上杉謙信、景勝に仕えた参謀、直江兼続を描いた小説。

兼続のもともとの出身は樋口家で、幼名を与六といった。直江家の後継ぎが早世したため、養子となったのだ。実力が買われ家臣の中でも高いポジションを得たが、彼の出身を知る他の家臣団からの視線は冷たかった。成人した後も「与六」と陰口をたたかれることもしばしばあった。決して居心地の良いものではなかっただろう。しかし、謙信の死後も上杉家の主人、景勝を支え名参謀としてその名を世間に知らしめ、秀吉、家康をも唸らせた。

信長が倒れ、秀吉の時代となった天下は戦国の気配が薄れ、上方では皆が保身の駆け引きに奔走していた。兼続はそんな上方の大名たちに違和感を覚えた。相手の心の裏の裏を読み、足を引っ張り合うのは性に合わない、と。彼の身体に染み付いた上杉家の家風がそう感じさせたのかもしれない。やがて兼続は、上方と一線を引き、東北地方に一大農業国を築くことを夢見た。

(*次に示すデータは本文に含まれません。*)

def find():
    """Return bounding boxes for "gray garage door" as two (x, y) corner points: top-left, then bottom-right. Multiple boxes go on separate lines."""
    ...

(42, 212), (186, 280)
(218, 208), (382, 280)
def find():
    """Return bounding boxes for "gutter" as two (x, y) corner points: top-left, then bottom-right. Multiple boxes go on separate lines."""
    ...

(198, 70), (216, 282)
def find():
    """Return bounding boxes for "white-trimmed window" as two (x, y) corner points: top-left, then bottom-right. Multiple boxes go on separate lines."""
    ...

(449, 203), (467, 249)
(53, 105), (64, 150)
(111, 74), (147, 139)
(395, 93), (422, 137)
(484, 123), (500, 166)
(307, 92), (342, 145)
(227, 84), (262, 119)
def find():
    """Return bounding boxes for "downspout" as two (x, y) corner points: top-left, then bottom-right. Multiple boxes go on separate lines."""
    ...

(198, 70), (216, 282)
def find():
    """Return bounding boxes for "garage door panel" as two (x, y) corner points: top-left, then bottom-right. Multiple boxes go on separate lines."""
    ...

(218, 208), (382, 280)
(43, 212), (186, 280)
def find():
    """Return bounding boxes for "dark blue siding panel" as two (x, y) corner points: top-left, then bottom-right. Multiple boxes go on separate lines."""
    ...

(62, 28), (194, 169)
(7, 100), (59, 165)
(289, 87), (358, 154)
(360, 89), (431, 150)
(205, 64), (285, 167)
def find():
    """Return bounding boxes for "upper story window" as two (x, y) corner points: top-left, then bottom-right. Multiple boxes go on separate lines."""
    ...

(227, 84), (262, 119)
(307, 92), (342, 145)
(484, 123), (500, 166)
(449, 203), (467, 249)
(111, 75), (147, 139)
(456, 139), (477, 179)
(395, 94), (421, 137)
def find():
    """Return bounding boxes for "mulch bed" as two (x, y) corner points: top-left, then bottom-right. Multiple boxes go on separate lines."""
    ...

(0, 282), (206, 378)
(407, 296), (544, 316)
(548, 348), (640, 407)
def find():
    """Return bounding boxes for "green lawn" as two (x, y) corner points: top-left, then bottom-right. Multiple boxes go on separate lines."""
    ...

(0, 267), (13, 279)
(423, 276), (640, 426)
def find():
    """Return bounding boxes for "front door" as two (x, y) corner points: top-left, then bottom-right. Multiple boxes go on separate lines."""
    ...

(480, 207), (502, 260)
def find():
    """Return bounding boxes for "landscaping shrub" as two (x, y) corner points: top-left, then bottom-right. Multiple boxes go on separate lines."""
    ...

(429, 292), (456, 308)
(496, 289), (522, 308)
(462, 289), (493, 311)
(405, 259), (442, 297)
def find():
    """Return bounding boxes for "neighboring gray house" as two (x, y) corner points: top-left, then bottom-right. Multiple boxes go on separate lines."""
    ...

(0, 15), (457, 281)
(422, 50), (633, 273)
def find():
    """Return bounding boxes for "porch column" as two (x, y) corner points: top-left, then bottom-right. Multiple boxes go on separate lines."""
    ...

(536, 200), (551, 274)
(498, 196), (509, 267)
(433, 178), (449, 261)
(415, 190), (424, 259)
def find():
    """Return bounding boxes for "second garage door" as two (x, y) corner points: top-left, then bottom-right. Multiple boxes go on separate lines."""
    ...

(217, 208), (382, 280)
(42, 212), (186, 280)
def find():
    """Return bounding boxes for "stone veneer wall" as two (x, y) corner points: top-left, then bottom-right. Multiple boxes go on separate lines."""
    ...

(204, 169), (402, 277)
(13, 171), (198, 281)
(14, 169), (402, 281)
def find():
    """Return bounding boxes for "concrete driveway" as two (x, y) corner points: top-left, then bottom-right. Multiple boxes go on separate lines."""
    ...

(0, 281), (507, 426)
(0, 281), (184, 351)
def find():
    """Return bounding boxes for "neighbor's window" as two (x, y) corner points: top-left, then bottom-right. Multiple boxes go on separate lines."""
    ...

派手さは無いが頭が切れる。本書を読んでそんな印象を受けた。それでいて読者の心をどこか爽快にさせる微笑ましく涼やかな男振り。主人の景勝をはじめ石田三成、強烈な個性で兼続を支える女性たちなど、深い信頼関係で結ばれた彼ら登場人物たちとの交流が、兼続の魅力を引き立たせていた。ちなみに、隆慶一郎著「一夢庵風流記」の主人公、前田慶次も本書に登場し、上杉家に身を寄せた。

著者の作品の中からひとつ勧めるならば、私は迷わず本書を挙げたい。

読了:2003年 3月

直江堤公園

写真 写真は山形県米沢市の直江堤公園。